Gli ostacoli al riconoscimento possono essere subdoli. Alcune ricerche hanno indagato le reazioni controtransferali di terapeuti cisgender con pazienti transgender: ne è emersa una pletora di concezioni, percezioni ed emozioni non elaborate (per esempio angoscia per le modificazioni corporee, terrore della mutilazione/castrazione) autocentrate e non sintonizzate sui vissuti dei pazienti. Allo stesso tempo, è importante non ideologizzare, in nome di una politically correctness che ha poco a che fare con un atteggiamento terapeutico.

Per questo motivo, è fondamentale anche in Italia diffondere una cultura aggiornata e informata tra i professionisti e le professioniste in psicologia, psicoterapia, pediatria, psichiatria, che, a causa di vere lacune nei percorsi di formazione universitaria e professionale, hanno ancora poche conoscenze su tali argomenti. Il nostro compito come psicoterapeuti è salvaguardare le spinte creative nei percorsi delle identità, creando uno spazio d’ascolto e significazione che dia spessore alle necessarie semplificazioni delle etichette di genere.
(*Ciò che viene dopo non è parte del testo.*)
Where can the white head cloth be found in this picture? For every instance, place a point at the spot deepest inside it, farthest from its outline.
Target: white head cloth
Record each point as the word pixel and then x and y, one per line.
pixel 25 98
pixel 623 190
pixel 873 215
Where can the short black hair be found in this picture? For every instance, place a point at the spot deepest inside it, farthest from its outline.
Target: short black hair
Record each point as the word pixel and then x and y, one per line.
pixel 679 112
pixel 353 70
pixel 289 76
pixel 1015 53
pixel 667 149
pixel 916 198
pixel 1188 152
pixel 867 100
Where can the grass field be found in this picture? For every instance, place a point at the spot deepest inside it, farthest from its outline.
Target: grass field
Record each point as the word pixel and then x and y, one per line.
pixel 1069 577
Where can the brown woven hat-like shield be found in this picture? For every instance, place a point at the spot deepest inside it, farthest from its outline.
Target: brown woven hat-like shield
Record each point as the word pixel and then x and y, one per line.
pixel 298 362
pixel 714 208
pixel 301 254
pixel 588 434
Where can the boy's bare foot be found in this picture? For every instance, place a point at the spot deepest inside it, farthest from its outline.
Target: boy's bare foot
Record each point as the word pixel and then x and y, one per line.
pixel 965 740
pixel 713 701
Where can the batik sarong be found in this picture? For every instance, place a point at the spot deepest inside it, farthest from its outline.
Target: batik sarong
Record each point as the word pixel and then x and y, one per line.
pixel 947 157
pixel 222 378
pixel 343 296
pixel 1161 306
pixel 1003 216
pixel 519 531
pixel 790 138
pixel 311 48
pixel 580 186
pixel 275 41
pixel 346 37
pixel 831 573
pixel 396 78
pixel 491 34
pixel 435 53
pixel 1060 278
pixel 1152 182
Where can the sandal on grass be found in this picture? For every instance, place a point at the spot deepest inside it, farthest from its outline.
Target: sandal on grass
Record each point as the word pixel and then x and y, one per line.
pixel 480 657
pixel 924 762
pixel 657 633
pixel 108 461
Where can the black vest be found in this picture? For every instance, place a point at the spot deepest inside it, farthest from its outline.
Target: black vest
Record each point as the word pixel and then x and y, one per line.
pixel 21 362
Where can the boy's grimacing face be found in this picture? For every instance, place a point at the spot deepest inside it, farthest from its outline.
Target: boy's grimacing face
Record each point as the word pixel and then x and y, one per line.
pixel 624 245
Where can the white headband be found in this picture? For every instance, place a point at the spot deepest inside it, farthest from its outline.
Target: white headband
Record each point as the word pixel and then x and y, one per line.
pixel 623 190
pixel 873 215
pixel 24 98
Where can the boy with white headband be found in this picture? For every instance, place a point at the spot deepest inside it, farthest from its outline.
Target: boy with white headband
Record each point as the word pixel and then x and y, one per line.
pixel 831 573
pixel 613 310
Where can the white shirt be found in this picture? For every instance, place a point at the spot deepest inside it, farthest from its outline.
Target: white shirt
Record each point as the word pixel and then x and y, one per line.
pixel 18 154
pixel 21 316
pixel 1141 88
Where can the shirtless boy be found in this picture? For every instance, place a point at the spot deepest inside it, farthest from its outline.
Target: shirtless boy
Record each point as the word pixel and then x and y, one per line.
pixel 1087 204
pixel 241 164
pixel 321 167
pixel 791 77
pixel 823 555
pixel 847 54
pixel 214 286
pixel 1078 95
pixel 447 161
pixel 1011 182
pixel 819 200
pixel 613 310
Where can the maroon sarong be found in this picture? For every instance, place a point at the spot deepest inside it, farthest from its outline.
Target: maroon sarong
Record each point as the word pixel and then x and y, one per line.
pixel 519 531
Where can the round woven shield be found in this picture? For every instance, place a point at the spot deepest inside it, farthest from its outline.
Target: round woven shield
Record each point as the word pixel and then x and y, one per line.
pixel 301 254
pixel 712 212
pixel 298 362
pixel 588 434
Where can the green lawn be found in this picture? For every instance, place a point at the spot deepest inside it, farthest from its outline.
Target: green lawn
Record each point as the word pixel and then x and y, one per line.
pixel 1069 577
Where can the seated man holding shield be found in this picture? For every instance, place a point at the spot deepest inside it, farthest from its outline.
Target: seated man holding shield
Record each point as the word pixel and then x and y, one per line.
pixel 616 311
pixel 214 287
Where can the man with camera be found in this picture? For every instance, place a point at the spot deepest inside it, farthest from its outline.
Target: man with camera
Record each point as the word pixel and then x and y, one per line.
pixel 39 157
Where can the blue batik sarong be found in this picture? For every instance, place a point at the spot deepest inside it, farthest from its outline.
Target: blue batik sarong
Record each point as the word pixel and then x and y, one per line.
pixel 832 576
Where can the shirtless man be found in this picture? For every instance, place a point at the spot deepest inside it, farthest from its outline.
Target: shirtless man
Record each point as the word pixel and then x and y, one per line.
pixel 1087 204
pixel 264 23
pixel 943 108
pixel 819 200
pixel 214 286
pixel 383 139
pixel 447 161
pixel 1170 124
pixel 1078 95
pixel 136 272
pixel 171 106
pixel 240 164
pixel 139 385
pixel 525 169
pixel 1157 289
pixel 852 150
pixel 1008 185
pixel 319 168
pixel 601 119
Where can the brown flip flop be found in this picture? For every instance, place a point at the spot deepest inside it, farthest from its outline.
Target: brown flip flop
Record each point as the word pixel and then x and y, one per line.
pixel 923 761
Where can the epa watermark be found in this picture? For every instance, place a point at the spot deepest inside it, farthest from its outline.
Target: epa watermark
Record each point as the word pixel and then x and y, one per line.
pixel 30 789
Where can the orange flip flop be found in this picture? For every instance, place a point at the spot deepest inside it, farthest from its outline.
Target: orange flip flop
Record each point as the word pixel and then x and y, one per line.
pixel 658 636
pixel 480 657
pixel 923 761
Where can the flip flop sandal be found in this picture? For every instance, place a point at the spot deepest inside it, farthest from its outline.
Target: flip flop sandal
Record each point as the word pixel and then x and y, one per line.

Dialogare con l’adolescente

Il dialogo con l’adolescente che si scopre trans o non binario deve essere capace di integrare tutti gli elementi, anche i più segreti e accantonati, dell’esperienza interna. Facciamo dunque il nostro lavoro cercando di nutrire il corpo dei significati che i nostri giovani interlocutori attribuiscono alle differenze binarie, lavorando, come direbbe Judith Butler, anche sulla malinconia di ciò che inevitabilmente si perde. Interrogando sempre i cristalli del caleidoscopio identitario sia quando sono troppo solidi sia quando sono troppo liquidi.